Never Drive A Car When You’re Dead

Hollywood FreewayHe couldn’t put it off any longer.

Esteban finally settled on the Lankershim exit of the northbound Hollywood Freeway.

Gliding down the ramp at 85 MPH. Such a serene and placid feeling. Orange, smog-filtered June moonlight stabbing through the tinted windshield.

He smiled. For the first time in months. It was all over now. All in the past. History. Mystery. Myth.

Esteban lifted his thick, sweaty hands from the steering wheel and lifted them above his head. Tom Waits was crooning on the car stereo.

— Waits has a voice like tires crunching on a gravel road, Esteban thought, one of those country lanes, surrounded by barren farm land, always with a mobile home in the distance. A dog out front, yapping his head off as you approach, snarling, exposing a row of ugly yellow fangs, the hideous unclean beast chained to a rusty railroad tie that had been pounded into the ground.

Esteban experienced a sudden lifting sensation, a fluttering in his stomach, as the chocolate-brown Volvo careened to the left with a squeal of rubber on asphalt, aerodynamics at play now, all systems go, tires crunching and mutilating the cold, crisp decorative iceplant garden of the offramp.

And then the rolling and rumbling, glass smashing and splintering, his skull ramming repeatedly into the imploding roof of the tumbling carrier of blackness; sharp edges, dagger-like, piercing the soft pink tissue of his brain.

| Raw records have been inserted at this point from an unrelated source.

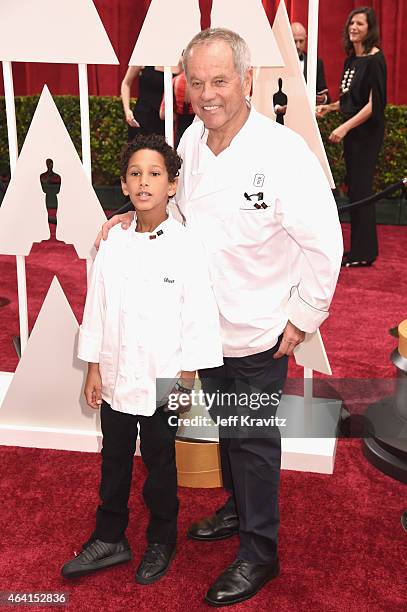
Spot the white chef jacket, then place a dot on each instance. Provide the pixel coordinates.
(270, 264)
(150, 312)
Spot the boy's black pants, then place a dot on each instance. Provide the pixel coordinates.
(157, 446)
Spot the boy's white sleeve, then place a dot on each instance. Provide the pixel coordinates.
(201, 340)
(91, 330)
(308, 213)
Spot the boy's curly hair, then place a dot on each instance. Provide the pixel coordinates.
(154, 142)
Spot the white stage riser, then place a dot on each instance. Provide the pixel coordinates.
(301, 454)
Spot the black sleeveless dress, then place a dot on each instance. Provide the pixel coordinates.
(147, 108)
(362, 75)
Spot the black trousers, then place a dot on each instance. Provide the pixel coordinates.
(250, 455)
(157, 446)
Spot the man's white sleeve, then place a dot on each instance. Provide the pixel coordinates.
(91, 330)
(201, 340)
(308, 212)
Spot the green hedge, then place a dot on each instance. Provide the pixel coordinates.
(109, 132)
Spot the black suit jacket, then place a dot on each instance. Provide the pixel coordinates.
(321, 82)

But Esteban had been dead long before he opted for the Lankershim exit.

5 Responses to “Never Drive A Car When You’re Dead”

  1. chrislacour Says:

    Great Flash here, Rodger. This piece leaves me thinking of J.G Ballard’s “Crash”. Only without all the sex.
    I’m just now finding your site. Looks like I’ll be pretty busy for awhile. Everything I’ve read so far points to a very interesting man at the keyboard. Glad to have found it.

  2. Scot Says:

    Rodger
    The title had me laughing all the way trough.
    Good piece–actually great—–I have been looking at flash fiction for a while–there seems to be a market for this–might give it a stab.

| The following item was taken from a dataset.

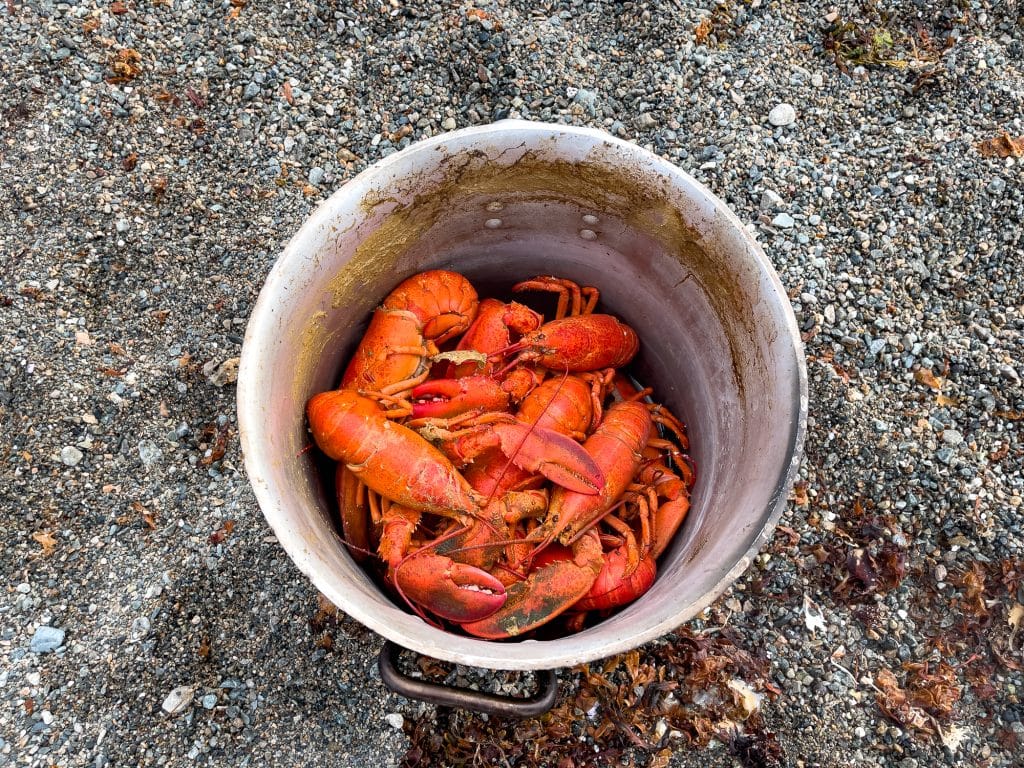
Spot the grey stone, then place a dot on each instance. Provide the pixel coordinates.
(71, 456)
(46, 639)
(782, 115)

    Brautigan had this short writing in Revenge of the Lawn–just didn’t call it flash fiction.

    scot

  3. Rodger Jacobs Says:

    Scot, I remember “Revenge of the Lawn” very well. While living in North Beach last year I had the opportunity to chat up many people who knew Brautigan. By their accounts, Brautigan was indeed troubled but nowhere near the selfish prick that literary legend tells us he was. In any event, flash fiction is a relatively new nomenclature that has its roots in the Gordon Lish editing style imposed on Raymond Carver’s work. And, yes, there’s a market for it on the web for a very simple reason: it’s tailor-made for web browsing, quick and easy to read.

    Chris, among the many books on my bedside table is a thick paperback tome titled J.G. Ballard Quotes. I often thumb through it for inspiration. Looks like you might’ve caught a little subconcious inspiration I was not aware of: Ballard filtered through Tom Waits. Thanks for your kind words and enjoy yourself here.

  4. Don Says:

    My top 3 tom waits albums: “Small change” with my top song of his called tom trauberts blues. “franks wild years” and “mule variations”

  5. Rodger Jacobs Says:

    “Tom Trauberts Blues”, aka Waltzing Matilda, is great. “Small Change” is, I think, the only CD I don’t have in the collection that a friend burned for me.

    “Frank’s Wild Years”, as I told you on the phone today, is a masterpiece.